Clinical Practice Grades in All Editions of the TPR (Traditional Programs)

Grades summarize program performance on the three indicators (length, supervisory visits, and selection of the mentor teacher), and have been adjusted to reflect changes in scoring between 2013 and 2020. This data does not include alternative certification programs. Figures may not add to 100% due to rounding.

Most traditional programs earn a C, typically because they include at least ten weeks as an apprentice to an experienced teacher and require university supervisors to provide adequate feedback, but don't confirm that selected mentor teachers are high-quality.

Almost all traditional programs schedule ten weeks or more of intensive clinical experience, the first essential component.

Length of Student Teaching (Traditional Programs)

Most traditional programs (71%) provide enough observations from a supervisor, the second essential component.

Supervisor Observations (Traditional Programs)

Figures may not add to 100% due to rounding.

Almost no traditional programs take an active role in screening mentor teachers.

Program Role in Screening Mentor Teachers (Traditional Programs)


Since 2013, traditional programs have not made much progress under the Clinical Practice standard.

Most programs continue to earn a grade of C, a pattern that has not changed since 2013. The trends look no different under undergraduate or graduate level models. No improvement over time can be seen in the length of the clinical practice, the number of observations, or the selection of the mentor teacher.


Most teacher preparation programs do not assert their role with school partners in selecting classroom mentors.

A strong mentor teacher can have an outsized influence on a teacher candidate's growth during clinical practice. While mentor teacher selection should be a cooperative process involving both the teacher preparation program and the placement school, currently, only 4% of traditional teacher preparation programs in the sample check that mentor teachers have either or both of two essential skills: mentorship skill, and instructional skill. Typically, programs send schools a list of student teachers who need mentors and accept the teachers that the schools propose. The one exception is that programs may push back when they have had prior negative experiences with a teacher.

Many programs report that they are not in a position to increase their involvement in the mentor selection process because mentor selection has traditionally been the responsibility of the placement schools and because it can be hard to find teachers who are willing to serve as mentors. They are not wrong. Unfortunately, mentor teachers may be selected without active oversight by both programs and districts simply because they volunteer.


Improvement in this standard will require action by K-12 school partners.

The benefits are clear: Improving clinical experience quality will result in a stronger pool of future teachers.

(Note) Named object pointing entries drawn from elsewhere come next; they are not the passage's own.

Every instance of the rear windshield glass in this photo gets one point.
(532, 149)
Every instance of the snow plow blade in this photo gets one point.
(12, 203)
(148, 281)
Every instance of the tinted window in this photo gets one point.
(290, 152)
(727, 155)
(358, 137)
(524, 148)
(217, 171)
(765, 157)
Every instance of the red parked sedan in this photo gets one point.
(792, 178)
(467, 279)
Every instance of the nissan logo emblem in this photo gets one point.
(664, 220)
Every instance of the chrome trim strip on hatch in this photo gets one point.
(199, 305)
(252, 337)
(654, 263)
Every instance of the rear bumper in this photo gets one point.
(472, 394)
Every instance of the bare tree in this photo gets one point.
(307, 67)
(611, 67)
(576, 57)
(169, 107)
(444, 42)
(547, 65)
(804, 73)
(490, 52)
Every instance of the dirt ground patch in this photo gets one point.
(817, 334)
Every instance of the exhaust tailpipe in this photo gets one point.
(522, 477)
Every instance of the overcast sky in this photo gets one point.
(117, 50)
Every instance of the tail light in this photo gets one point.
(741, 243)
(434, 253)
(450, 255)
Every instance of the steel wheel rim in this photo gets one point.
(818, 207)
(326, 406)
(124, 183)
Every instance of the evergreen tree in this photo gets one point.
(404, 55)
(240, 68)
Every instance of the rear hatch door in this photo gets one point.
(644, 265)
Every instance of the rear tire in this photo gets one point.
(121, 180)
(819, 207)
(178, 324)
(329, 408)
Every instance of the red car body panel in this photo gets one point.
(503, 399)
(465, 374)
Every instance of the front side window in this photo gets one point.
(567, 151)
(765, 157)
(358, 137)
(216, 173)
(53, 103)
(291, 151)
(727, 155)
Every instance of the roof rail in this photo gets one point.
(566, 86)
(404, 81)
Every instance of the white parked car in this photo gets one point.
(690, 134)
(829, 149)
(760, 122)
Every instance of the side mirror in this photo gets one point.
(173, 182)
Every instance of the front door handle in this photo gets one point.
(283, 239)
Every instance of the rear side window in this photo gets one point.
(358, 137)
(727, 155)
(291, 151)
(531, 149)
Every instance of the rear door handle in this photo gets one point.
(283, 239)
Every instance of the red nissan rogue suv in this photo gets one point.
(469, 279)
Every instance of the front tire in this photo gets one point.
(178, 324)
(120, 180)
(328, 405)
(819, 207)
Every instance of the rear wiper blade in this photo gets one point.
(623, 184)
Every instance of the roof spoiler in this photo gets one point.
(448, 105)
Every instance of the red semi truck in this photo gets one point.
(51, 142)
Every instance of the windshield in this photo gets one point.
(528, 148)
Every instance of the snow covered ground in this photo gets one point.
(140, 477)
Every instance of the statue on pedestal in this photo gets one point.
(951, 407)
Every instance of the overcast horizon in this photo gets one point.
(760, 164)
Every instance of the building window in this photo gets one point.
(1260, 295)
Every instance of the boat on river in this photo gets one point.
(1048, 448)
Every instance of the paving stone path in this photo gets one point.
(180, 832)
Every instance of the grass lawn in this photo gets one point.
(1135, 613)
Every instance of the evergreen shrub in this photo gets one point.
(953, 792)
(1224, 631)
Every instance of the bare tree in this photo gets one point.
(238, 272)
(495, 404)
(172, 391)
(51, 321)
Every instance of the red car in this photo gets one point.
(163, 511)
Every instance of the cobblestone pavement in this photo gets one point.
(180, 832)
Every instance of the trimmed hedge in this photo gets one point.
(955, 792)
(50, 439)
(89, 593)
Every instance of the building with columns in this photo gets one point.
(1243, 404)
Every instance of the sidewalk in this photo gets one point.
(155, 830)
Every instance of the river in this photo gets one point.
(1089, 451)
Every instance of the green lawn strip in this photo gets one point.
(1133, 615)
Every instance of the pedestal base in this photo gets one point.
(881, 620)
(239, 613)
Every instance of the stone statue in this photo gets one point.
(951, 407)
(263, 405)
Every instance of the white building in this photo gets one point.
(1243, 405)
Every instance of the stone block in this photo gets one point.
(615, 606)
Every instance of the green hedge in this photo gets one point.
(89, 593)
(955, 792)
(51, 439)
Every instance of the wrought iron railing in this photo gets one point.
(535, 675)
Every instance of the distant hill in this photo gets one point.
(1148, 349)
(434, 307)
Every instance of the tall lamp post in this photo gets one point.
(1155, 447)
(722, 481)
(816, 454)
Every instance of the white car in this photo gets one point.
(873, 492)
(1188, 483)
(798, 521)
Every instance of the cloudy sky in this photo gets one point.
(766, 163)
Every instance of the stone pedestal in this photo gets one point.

For school districts, improving student teaching can be a clear path to improving the teacher pipeline.

Fulton County Schools, located outside of Atlanta, GA, shows how school districts can increase the value of student teaching as both a training opportunity and as a pathway to hiring great teachers. Fulton County created the First STEP internship program, in which student teachers are matched with the very best classroom teachers for a year-long experience in Fulton County schools. Student teachers, who are carefully screened, are attracted by a $3,000 stipend and guaranteed early consideration for jobs. Classroom teachers must show strong mentorship, instructional, and classroom management skills to be considered as mentors. Fulton County describes the First STEP program as enriching its teacher pipeline by attracting the best student teachers, supporting them, and raising the likelihood of their being hired by Fulton County once they are certified.

School districts which want to improve their hiring pool should take similar steps to improve their student teaching program by:

  • Matching student teachers with specially selected cooperating teachers who are passionate about developing aspiring teachers, have demonstrated effective instruction as measured by student learning, and have been trained in instructional coaching and mentorship.

  • Placing student teachers in effective schools.

  • Providing stipend and scholarship opportunities for selected student teachers.

  • Giving student teachers priority consideration for a full-time job the following year, as long as their performance is acceptable.

In future iterations of this standard, there will be a more formal acknowledgment and measurement of the role that partner schools must play in securing a high-quality practice teaching experience.


Alternative programs and residencies screen mentor teachers more carefully than traditional programs.

Program Role in Screening Mentor Teachers
(Traditional and Non-Traditional Programs)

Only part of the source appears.